En ce qui concerne la compétence de la CPPM relativement à la plainte d’inconduite, la Partie IV de la LDN limite la notion de plainte pour inconduite à l’exercice des fonctions de nature policière par le PM, tel que défini dans les règlements subséquents à l’alinéa 250.18(1) de la LDN. Bien que la directive stratégique de la PM concernée aborde des questions liées à l’exécution des fonctions de nature policière, l’acte de formuler une directive stratégique a été jugé comme étant de nature administrative, plutôt qu’opérationnel, et est par conséquent expressément exclu de la portée des questions qui peuvent faire l’objet d’une plainte pour inconduite en vertu de la sous-section 2(2) du Règlement sur les plaintes portant sur la conduite des policiers militaires.

En ce qui concerne le mandat de la CPPM relatif à l’ingérence, il a été déterminé qu’une plainte pour ingérence en vertu de l’article 250.19 de la LDN doit être liée à une ingérence où à une tentative d’ingérence dans l’enquête concrète ou éventuelle d’un incident en particulier, au lieu de simplement porter sur la conduite d’enquêtes futures dans l’abstrait.

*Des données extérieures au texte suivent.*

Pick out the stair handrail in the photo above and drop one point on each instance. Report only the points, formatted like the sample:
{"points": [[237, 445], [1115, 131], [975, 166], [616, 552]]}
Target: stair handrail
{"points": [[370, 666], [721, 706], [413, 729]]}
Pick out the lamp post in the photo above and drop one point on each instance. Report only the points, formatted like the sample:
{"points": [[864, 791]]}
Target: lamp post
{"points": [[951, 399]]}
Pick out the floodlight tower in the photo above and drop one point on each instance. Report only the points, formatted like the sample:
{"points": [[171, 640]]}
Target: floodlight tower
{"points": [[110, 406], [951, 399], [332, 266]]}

Étant donné ces conclusions sur sa compétence dans cette affaire, la CPPM n’a pas été en mesure d’étudier l’effet de l’exercice de son autorité pour faire tenir une enquête ou une audience d’intérêt public. La CPPM a toutefois transmis la plainte au GPFC pour l’informer et pour qu’il puisse prendre les mesures qu’il juge appropriées.

Comme il a été noté ci-dessus, cette plainte soulève des questions importantes en matière de police militaire au Canada. D’ailleurs, la CPPM a été informée de préoccupations similaires à l’égard de la directive stratégique sur l’exercice de la compétence de la PM de la part de membres subalternes de la PM pendant ses visites de sensibilisation dans les bases dans différentes régions du pays.

Alors que la CPPM ne possède pas le pouvoir légal de mener une enquête sur les directives ou les ordres de la PM dans l’abstrait, la CPPM peut avoir la chance d’aborder ces questions dans le contexte de plaintes futures qui surviendraient à la suite de situations précises, ou dans un rapport spécial de la CPPM. Ainsi, la CPPM aura probablement plus à dire à ce sujet.